Gene therapy involves the transfer and stable insertion of new genetic information into cells. The present invention is directed to safe vectors for gene therapy and thus provides hybrid parvovirus vectors which are capable of site-specific integration into a mammalian chromosome without substantial cytotoxicity, and which direct erythroid cell-specific expression of heterologous genes. The hybrid vector is useful in gene therapy, particularly in the treatment of hemoglobinopathies and other hematopoietic diseases, and in conferring cell-specific multidrug resistance. A method of delivery of constitutive levels of a pharmaceutical product and a method of producing a recombinant protein are also provided.

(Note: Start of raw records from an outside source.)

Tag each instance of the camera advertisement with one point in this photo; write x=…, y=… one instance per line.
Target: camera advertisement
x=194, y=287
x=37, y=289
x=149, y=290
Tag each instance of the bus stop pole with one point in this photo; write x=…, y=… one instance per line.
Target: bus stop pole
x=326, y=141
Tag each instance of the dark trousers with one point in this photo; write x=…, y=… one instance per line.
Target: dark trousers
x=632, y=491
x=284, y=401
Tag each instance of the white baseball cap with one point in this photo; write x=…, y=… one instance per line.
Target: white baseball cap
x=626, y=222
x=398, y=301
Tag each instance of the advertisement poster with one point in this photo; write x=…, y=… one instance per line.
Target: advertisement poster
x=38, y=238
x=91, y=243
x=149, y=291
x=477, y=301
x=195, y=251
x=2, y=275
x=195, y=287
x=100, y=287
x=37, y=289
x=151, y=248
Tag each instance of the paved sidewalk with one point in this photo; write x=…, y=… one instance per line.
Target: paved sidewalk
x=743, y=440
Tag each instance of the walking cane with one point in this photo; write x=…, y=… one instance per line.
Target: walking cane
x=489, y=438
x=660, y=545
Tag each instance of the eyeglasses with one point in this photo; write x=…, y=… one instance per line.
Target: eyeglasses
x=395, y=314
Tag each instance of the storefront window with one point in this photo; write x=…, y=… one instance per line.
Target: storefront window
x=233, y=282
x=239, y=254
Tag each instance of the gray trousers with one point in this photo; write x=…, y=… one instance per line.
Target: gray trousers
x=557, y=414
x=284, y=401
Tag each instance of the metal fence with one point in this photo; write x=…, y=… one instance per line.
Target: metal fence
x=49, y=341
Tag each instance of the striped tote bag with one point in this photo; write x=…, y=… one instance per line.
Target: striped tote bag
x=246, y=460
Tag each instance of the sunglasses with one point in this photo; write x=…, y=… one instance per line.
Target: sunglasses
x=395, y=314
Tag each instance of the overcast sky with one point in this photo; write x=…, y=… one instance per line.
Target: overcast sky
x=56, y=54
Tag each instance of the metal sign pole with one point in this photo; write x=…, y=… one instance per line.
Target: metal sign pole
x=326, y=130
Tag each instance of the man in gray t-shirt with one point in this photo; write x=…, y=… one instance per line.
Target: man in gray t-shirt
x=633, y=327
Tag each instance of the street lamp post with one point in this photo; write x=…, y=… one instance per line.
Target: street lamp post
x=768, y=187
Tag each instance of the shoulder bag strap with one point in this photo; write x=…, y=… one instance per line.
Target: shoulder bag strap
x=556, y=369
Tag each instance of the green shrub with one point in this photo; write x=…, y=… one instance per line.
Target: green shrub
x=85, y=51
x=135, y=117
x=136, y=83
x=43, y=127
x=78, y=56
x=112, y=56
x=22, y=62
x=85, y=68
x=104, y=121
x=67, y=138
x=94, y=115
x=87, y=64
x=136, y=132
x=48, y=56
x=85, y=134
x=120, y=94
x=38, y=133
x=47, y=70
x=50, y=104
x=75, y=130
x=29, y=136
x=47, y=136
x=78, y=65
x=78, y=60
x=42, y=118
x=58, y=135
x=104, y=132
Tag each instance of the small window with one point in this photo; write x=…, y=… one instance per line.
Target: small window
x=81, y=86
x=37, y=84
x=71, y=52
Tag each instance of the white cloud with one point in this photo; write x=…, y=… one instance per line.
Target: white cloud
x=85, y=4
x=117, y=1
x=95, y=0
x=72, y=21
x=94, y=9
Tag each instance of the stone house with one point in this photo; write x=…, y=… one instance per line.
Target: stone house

La thérapie génétique implique le transfert et l'insertion stable d'informations génétiques nouvelles dans des cellules. L'invention concerne des vecteurs inoffensifs de thérapie génétique et fournit ainsi des vecteurs parvoviraux hybrides capables de s'intégrer dans des sites spécifiques d'un chromosome d'un mammifère sans aucune cytotoxicité significative et de diriger l'expression de gènes hétérologues spécifiques à des cellules érythroïdes. Ce vecteur hybride est utile en thérapie génétique, notamment pour traiter des hémoglobinopathies et d'autres maladies hématopoïétiques, et pour octroyer à des cellules spécifiques une résistance à des médicaments multiples. L'invention concerne en outre un procédé d'administration de niveaux constitutifs d'un produit pharmaceutique et un procédé de production d'une protéine de recombinaison.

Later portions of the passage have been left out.